NWO zou het proces van profilering en zwaartepuntsvorming krachtig moeten stimuleren. Dit bereik je niet door nationale thema's te formuleren en vervolgens onderzoek op die terreinen te entameren via speciale onderzoeksprogramma's. Door een langjarig thema te koppelen aan een grote pot met geld zorg je ervoor dat alle onderzoeksinstellingen projectvoorstellen gaan indienen binnen dat thema, en dit leidt tot versnippering in plaats van de gewenste zwaartepuntsvorming. Aan de onderzoeksinstellingen hoeft niet voor vijf jaar opgelegd te worden aan welke thema's ze moeten werken: die instellingen zijn inmiddels zelf uitstekend in staat zich te profileren met maatschappelijk geinspireerde onderzoeksthema's, en ook zeer bedreven om voor dit onderzoek financiering te vinden buiten NWO om (zie bijvoorbeeld de recente BSIK-operatie). Het nieuwe bachelor-master system zal hier verder aan bijdragen, omdat master-studenten vooral inhoudelijk zullen kiezen, op basis van een aansprekend profiel.
Blue sky
De commissie Steels constateert dat er binnen de Nederlandse informatica relatief weinig pogingen worden ondernomen om echte doorbraken te realiseren via risicovol onderzoek. Wellicht heeft het feit dat de afgelopen jaren zo'n groot deel van de onderzoeksmiddelen is gereserveerd voor de specifieke, maatschappelijk geinspireerde NOAG-i thema's hiertoe bijgedragen. De commissie Steels adviseert NWO nadrukkelijk om extra ruimte te creeeren voor `blue sky'-onderzoek.Daarnaast spelen speciale onderzoeksprogramma's voor individuele thema's (Progress, Jacquard, Netwerken, Computational Science, ToKeN 2000, Sentinels,..) een nuttige rol. Zulke programma's zijn het meest effectief wanneer ze vanuit de basis ontstaan en opgezet worden, en niet van bovenaf opgelegd. Financiele ruimte voor het starten van zulke `spontane' programma's is dus van belang.

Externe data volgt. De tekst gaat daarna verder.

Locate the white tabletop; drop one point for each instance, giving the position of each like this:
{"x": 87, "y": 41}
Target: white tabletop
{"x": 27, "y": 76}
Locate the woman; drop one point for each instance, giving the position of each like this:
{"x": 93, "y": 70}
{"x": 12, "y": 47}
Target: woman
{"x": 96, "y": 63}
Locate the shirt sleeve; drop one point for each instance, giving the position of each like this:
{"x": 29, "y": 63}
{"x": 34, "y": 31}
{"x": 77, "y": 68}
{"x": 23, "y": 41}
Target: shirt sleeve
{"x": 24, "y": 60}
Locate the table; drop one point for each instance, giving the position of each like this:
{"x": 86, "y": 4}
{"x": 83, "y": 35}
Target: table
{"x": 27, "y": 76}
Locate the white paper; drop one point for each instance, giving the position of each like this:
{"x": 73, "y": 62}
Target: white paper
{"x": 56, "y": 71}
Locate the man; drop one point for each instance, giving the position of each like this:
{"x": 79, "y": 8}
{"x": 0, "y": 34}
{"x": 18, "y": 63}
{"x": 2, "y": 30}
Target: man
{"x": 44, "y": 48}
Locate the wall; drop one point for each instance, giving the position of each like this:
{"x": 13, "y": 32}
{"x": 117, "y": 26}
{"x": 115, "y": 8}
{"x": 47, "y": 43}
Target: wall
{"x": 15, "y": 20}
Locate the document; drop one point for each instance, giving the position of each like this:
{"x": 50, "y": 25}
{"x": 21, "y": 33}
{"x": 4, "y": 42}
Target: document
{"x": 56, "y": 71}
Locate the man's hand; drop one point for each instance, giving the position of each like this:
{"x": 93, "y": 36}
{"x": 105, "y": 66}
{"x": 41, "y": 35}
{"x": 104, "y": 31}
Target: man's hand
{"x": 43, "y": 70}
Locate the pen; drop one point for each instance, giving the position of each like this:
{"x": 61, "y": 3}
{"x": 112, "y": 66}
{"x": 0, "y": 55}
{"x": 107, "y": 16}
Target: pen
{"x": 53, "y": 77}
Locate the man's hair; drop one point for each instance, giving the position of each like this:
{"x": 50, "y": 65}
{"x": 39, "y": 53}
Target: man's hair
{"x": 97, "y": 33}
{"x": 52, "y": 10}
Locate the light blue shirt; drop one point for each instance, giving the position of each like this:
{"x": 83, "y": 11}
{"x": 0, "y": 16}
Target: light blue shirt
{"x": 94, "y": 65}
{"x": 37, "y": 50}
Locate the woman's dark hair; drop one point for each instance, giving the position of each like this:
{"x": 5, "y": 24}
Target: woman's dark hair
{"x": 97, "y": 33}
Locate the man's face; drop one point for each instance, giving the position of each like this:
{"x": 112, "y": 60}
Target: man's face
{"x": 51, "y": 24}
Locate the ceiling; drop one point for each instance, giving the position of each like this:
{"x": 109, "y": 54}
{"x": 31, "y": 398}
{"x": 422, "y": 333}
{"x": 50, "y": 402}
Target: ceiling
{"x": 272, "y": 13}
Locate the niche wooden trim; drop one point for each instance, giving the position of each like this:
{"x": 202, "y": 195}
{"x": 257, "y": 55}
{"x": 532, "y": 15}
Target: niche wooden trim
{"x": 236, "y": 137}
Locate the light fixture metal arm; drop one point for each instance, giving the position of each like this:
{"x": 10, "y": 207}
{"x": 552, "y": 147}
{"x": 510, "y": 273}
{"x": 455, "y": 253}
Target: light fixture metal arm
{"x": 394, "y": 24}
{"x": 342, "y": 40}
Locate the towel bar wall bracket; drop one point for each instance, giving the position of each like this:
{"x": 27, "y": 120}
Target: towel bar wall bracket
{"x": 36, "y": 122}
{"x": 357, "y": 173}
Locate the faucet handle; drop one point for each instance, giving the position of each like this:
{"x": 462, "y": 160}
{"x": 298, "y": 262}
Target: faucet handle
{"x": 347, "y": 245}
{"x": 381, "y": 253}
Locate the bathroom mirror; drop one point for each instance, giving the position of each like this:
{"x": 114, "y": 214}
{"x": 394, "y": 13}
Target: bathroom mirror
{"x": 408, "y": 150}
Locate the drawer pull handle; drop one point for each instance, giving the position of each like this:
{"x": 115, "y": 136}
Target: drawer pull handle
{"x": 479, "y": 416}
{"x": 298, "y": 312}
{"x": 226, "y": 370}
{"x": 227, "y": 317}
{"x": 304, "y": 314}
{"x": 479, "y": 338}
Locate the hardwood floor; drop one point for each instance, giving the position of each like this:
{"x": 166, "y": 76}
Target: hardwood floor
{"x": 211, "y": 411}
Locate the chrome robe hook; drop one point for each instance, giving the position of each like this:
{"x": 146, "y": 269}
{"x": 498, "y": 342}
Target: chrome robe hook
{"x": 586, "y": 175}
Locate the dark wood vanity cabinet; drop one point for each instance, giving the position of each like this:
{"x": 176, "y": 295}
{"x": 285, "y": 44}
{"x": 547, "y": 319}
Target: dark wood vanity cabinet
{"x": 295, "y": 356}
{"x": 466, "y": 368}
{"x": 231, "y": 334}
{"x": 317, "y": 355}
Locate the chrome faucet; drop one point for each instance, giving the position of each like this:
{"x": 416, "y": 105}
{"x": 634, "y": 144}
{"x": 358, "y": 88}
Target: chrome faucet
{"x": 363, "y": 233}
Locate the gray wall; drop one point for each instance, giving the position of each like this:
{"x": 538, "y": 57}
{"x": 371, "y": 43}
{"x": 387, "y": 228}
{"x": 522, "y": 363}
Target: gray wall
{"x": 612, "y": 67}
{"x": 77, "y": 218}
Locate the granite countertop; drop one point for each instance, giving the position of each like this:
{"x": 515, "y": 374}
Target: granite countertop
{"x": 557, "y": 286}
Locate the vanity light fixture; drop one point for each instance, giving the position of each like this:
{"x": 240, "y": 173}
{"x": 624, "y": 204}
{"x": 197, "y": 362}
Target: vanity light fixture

Concluderend: het instellen van weer een onderzoeksagenda voor een periode van vijf jaar zal een remmende werking hebben op innovatief onderzoek op gebieden waarvan we het belang nu nog niet (kunnen) voorzien. NWO moet de inhoudelijke keuze van onderzoeksthema's overlaten aan de onderzoeksinstellingen. Zwaartepuntsvorming en profilering dienen gestimuleerd te worden door hiervoor relatief grote subsidies beschikbaar te stellen, die door (consortia van) instellingen in onderlinge competitie verworven kunnen worden. Men mag hopen dat het inmiddels tot stand gekomen ICT-regieorgaan en IPN een krachtige politieke lobby kunnen vormen, ook zonder expliciete NOAG-i, maar met verwijzing naar de profilering van de onderzoeksinstellingen.
Prof.dr. Bart Jacobs is hoogleraar Beveiliging en Correctheid van Programmatuur aan de Katholieke Universiteit Nijmegen, en momenteel Directeur Onderzoek van het Nijmeegs Instituut voor Informatica en Informatiekunde.
Prof.dr. Frits Vaandrager is hoogleraar Informatica voor Technische Toepassingen aan de Katholieke Universiteit Nijmegen. Als lid van de Adviescommissie Informatica van NWO was hij in 2001 betrokken bij de totstandkoming van de NOAG-i 2001-2005.